El libro de imágenes, o El acto de montar
Cuando Pudovkin declaraba que, más allá de sus posibles vertientes, enumeradas por Eisenstein —métrica, rítmica, tonal, armónica e intelectual—, el montaje era la creación fílmica en su totalidad, estaba anticipando cuál sería la única forma de combatir la industrialización de los modos de representación en el cine. Un aforismo que, lejos de quedarse anticuado, queda ratificado por películas como la que nos ocupa en este texto y reivindica la capacidad (y la necesidad) del cine como generador de un discurso sobre la realidad en detrimento de su representación que, como denuncia el propio Godard, es, en el fondo, un acto de violencia hacia la misma.
Contra el agorero pronóstico de Carlos Boyero, la última película del autor de Nuestra música podrá verse, aunque de forma limitada, en las salas de exhibición de nuestro país. A sus 88 años, y tras recibir una insólita Palma de Oro Especial en el pasado festival de Cannes —donde compareció vía Facetime—, Jean-Luc Godard estrena su última película y certifica que acomodarse sigue sin ser una opción para quien pasó de artífice de la ‹Nouvelle Vague› a fundador del colectivo Dziga Vertov.
Si en Film Socialisme se servía de la metáfora de un barco a la deriva como declive de la sociedad occidental, y en Adieu au langage certificaba el fracaso del lenguaje en la contemporaneidad, en El libro de imágenes recupera su faceta más ensayística.
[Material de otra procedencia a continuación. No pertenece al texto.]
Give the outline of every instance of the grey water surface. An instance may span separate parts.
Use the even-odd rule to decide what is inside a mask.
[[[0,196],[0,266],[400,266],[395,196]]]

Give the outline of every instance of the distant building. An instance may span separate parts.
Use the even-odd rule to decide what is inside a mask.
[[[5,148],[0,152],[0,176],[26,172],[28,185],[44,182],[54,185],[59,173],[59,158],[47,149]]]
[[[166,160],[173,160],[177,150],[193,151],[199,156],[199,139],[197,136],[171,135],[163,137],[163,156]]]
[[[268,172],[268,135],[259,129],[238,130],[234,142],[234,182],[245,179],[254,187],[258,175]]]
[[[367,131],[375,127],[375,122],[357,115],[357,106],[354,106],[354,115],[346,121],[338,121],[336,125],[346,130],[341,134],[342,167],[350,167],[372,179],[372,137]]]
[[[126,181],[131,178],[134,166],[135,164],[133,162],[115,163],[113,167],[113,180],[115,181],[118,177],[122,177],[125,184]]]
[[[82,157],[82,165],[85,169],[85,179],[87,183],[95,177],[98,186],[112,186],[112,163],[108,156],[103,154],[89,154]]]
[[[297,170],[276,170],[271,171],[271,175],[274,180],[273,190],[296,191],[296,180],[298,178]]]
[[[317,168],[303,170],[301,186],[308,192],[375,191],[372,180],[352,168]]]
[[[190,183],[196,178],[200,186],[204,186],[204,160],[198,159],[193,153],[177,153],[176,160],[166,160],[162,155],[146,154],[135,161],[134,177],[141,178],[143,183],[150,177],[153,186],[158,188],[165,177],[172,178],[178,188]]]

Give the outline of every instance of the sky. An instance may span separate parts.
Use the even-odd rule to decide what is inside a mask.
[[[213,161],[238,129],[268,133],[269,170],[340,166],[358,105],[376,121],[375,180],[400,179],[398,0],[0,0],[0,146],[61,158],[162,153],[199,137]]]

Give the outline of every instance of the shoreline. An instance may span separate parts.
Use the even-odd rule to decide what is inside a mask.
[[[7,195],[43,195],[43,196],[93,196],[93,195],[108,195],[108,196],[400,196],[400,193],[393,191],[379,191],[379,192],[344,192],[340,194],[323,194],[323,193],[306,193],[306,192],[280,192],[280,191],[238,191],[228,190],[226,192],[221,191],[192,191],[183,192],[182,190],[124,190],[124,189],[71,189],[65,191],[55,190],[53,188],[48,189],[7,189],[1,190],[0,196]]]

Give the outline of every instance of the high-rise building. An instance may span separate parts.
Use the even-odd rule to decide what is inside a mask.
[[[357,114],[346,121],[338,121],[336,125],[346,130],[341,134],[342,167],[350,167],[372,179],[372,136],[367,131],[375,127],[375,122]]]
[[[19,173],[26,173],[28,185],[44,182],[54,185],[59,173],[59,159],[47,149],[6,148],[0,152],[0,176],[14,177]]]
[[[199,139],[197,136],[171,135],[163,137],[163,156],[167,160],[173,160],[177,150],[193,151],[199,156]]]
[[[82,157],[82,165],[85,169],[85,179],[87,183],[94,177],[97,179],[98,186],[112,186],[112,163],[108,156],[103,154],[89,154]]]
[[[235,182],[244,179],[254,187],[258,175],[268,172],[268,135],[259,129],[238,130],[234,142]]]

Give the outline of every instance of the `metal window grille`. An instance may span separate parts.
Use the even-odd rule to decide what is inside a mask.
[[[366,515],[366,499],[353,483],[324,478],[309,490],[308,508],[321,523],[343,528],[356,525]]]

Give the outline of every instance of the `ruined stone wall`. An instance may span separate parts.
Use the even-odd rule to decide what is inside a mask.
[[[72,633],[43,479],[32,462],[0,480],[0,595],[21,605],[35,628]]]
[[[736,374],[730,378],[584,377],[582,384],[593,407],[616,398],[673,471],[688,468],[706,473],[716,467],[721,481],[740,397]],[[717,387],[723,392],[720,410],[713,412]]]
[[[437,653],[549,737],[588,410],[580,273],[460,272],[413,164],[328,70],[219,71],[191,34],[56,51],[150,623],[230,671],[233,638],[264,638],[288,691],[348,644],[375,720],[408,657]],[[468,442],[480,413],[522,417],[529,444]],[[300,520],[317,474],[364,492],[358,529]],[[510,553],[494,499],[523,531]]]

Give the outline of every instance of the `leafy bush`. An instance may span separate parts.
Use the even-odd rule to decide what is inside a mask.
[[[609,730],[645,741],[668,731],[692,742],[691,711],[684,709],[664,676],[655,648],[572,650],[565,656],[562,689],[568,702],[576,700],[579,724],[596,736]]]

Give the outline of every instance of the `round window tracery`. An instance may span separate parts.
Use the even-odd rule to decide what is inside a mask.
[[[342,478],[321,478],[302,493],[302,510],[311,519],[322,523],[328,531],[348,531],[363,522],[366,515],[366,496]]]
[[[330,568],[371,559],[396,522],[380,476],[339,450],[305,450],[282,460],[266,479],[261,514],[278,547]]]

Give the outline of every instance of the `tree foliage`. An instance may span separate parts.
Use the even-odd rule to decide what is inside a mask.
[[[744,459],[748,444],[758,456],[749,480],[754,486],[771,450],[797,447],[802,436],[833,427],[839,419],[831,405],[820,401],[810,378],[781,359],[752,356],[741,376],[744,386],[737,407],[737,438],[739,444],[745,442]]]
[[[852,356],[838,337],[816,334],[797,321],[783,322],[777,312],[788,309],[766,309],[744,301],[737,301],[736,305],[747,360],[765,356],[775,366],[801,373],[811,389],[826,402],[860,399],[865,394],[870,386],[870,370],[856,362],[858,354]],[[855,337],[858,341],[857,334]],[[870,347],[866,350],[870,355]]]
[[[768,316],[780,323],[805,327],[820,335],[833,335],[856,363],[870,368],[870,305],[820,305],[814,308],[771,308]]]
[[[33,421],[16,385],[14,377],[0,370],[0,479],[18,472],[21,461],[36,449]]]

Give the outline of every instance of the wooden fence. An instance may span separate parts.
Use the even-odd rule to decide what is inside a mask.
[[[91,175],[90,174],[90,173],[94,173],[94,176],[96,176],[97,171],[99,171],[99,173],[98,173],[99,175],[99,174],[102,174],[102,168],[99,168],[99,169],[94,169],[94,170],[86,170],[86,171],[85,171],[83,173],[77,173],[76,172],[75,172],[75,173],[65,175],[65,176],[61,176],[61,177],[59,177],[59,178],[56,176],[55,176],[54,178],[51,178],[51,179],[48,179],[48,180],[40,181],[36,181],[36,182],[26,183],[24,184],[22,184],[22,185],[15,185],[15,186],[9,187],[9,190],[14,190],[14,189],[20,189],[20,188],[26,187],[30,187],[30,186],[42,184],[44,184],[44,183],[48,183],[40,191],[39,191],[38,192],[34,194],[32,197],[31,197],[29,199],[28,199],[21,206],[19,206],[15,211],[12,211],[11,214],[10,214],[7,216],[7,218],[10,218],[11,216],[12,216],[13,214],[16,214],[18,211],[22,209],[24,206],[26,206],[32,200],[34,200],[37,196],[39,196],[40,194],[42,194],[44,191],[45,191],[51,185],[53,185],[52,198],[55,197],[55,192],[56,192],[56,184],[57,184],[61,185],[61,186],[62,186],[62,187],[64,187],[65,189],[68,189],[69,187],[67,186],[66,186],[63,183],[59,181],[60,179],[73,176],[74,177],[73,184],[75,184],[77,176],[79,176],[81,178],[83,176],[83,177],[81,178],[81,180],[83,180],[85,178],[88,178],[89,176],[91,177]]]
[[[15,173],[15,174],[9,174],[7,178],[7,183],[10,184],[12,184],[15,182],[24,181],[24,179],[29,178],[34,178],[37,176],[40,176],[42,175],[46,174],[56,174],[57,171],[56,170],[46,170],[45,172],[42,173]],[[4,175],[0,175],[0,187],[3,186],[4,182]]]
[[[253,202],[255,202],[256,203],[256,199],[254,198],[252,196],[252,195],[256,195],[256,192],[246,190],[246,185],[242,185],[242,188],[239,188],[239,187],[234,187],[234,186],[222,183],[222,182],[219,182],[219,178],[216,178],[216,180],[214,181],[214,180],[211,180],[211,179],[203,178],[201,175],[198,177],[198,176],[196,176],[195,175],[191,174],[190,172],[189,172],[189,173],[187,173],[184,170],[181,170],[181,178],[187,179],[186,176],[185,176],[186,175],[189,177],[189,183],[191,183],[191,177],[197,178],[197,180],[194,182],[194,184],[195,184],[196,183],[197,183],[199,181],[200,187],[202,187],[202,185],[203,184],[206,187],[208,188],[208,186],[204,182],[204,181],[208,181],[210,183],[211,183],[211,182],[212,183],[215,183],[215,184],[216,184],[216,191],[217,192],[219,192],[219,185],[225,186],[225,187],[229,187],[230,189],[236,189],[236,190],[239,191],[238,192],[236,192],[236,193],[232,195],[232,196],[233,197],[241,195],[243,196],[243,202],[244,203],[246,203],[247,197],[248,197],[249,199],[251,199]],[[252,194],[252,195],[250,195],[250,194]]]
A partir de una estructura en cinco bloques, al estilo de la inabarcable Histoire(s) du cinema, Godard reflexiona sobre la relación entre la Historia y su reflejo a lo largo de la historia del cine.
En las primeras imágenes de la película, vemos cómo unas manos manipulan una tira de celuloide. A partir de aquí, el director de Numéro deux encadena diferentes imágenes de manos realizando diferentes acciones y en diversas posturas, mientras recita con su áspera voz que «la verdadera condición del hombre es la de pensar con las manos».
No es casualidad que decida empezar la película con una declaración de intenciones como esta. De hecho, merece mucha más atención de lo que pueda parecer, pues en la profusión de imágenes que se suceden a lo largo del filme, cualquier espectador, por avezado que sea, pecaría de ingenuo si pensase que es posible conectar todos los puntos de una película cuyas significaciones tienden al infinito. El sentido de El libro de imágenes surge, más allá de la interconectividad de cualquier punto del relato con cualquier otro, del acto de empalmar una imagen tras otra y la miríada de significados que nacen del choque entre ellas. Godard entiende el montaje cinematográfico del mismo modo que Deleuze entendía el pensamiento. Ambos se construyen a partir de un flujo, una multiplicidad, sin objeto ni sujeto, en constante estado de variación. Las innumerables citas están ahí, de Wellman a Eisenstein, pasando por Browning, Van Sant, Ford o Sokúrov —este último casi irreconocible—, y a partir de esos fragmentos trata de reelaborar su propia historia, a base de ‹glitches›, cambios de formato, saturación de colores y grabaciones de todo tipo de dispositivos —de drones a cámaras de vigilancia— y de calidades. Las imágenes que son parte fundamental de la memoria colectiva aparecen deformadas, convertidas en otra cosa, revelando una expresividad nueva, recuperando la materialidad que el cine digital parece rechazar.
Sin embargo, en su último tercio, el relato vira hacia la sociedad (o sociedades) de los países árabes y aborda de forma directa la problemática del pensamiento occidental cuando se trata de representar el mundo árabe tanto en el cine como en la televisión y, por supuesto, en internet. En ese sentido, El libro de imágenes establece una filiación directa con Ici et ailleurs —ensayo documental rodado durante su pertenencia al grupo Dziga Vertov, aunque montado tiempo después junto a Anne-Marie Miéville—, en su voluntad de señalar los prejuicios que cimientan nuestra mirada hacia los que consideramos una otredad monolítica. Porque, como él mismo pregunta, ¿pueden hablar los árabes?